By The Light Of The Silvery Moon
By Jeff Baker
Manuel stared at the bulletin board.
“You sure this is right?” he asked.
“Positive,” Alonzo said. “I’ve checked those calculations dozens of times.”
The paper full of figures was tacked over the copy of the old hand-drawn map from fifty years earlier. Photographs of the scientists from long ago surrounded it along with a diagram of the original spacecraft.
“There can’t be that much space in the cities. From what I’ve found, there is probably a city underneath the catacombs beneath the cities we found fifty years ago.”
There had been two big shocks after the first manned Moon landing. First, what they had assumed to be craters were actually dust-covered remnants of cities that pre-dated the ancient civilizations of Earth, the Israeli Empire, the Chinese Kite Explorers, the grand Aqueduct system of the Roman Triumvirate. Second; the catacombs beneath the cities with evidence that the cities had been evacuated, not by some plague or war.

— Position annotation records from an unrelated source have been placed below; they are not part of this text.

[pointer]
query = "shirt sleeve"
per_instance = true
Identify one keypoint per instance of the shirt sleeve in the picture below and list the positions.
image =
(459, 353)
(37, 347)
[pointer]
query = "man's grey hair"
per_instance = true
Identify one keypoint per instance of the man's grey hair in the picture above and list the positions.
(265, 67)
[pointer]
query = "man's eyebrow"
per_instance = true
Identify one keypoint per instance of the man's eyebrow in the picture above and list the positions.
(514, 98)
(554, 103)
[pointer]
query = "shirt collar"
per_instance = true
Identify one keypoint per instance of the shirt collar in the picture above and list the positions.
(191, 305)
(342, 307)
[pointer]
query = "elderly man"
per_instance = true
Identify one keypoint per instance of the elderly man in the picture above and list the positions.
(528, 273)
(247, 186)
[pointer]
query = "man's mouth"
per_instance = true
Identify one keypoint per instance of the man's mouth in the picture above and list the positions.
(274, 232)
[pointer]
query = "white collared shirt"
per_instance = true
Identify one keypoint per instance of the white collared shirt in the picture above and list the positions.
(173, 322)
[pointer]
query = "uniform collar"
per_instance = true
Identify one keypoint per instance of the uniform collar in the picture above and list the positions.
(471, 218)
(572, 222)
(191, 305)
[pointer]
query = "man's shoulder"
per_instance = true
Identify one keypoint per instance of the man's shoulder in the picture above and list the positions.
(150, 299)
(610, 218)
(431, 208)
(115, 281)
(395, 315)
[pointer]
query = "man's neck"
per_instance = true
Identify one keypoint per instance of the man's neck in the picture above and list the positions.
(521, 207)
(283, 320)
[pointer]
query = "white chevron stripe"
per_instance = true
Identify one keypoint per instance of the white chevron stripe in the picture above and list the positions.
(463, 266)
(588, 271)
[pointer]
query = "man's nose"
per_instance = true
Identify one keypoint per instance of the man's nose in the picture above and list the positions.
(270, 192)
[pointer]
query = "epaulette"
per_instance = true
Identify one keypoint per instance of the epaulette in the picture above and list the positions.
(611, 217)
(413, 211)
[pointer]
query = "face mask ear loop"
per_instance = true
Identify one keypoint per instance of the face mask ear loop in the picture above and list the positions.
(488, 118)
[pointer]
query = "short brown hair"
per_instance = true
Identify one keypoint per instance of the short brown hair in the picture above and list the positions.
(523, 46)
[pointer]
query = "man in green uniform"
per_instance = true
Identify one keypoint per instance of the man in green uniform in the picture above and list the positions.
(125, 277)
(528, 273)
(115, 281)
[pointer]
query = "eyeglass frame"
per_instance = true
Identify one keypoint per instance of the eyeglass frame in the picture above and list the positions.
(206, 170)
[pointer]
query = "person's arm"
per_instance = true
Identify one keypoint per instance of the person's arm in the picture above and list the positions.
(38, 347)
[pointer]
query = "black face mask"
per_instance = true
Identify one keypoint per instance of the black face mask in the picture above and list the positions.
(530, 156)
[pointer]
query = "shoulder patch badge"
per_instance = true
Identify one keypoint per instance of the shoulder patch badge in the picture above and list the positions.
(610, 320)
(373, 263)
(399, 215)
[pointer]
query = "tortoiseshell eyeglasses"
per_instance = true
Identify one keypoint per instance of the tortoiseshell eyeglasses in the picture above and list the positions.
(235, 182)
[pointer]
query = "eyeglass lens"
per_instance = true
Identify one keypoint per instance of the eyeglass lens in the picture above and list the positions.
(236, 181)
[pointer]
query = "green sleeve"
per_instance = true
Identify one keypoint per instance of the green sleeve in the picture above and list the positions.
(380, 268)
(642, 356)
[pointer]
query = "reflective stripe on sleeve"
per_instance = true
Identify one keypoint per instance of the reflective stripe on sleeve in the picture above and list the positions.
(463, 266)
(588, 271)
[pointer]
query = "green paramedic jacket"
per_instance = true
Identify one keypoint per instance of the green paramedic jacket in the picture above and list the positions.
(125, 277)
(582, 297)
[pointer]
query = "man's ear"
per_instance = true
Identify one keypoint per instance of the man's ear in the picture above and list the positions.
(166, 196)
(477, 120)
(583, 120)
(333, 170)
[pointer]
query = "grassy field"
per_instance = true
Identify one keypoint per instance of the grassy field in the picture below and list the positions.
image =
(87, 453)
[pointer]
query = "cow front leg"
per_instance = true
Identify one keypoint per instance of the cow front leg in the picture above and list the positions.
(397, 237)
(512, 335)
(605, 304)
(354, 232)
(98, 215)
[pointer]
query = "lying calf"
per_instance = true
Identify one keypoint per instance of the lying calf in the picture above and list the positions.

South Amerigo had beaten the North to the Moon, but only because the Northerners had been preoccupied with the War their President and Co-President (Buchannan and Douglas) were waging against the natives.
“Catacombs,” Manuel said. “Everyone says the cities were built on top of the older cities. Now…”
“Those cities beneath were built after the ones on the surface,” Alonzo said. “And, if I’m right, it’s where the original inhabitants evacuated to.”
“And they somehow evacuated the Moon from there?” Manuel asked. “And maybe came to Earth?”
“No. At least I don’t think so,” Alonzo said. “I don’t think they ever left. I think they’re still there.”
The two of them stared out the window where the Moon was ascending into the sky, its silver glow illuminating a square of floor.
—end—
AUTHOR’S NOTE: I’ve had a fascination with ancient empires and cities for a long time and noticing how the rims of Lunar craters resembled buildings made me want to write this story, my way of celebrating the fiftieth anniversary of the Moon landing. ——-j.s.b.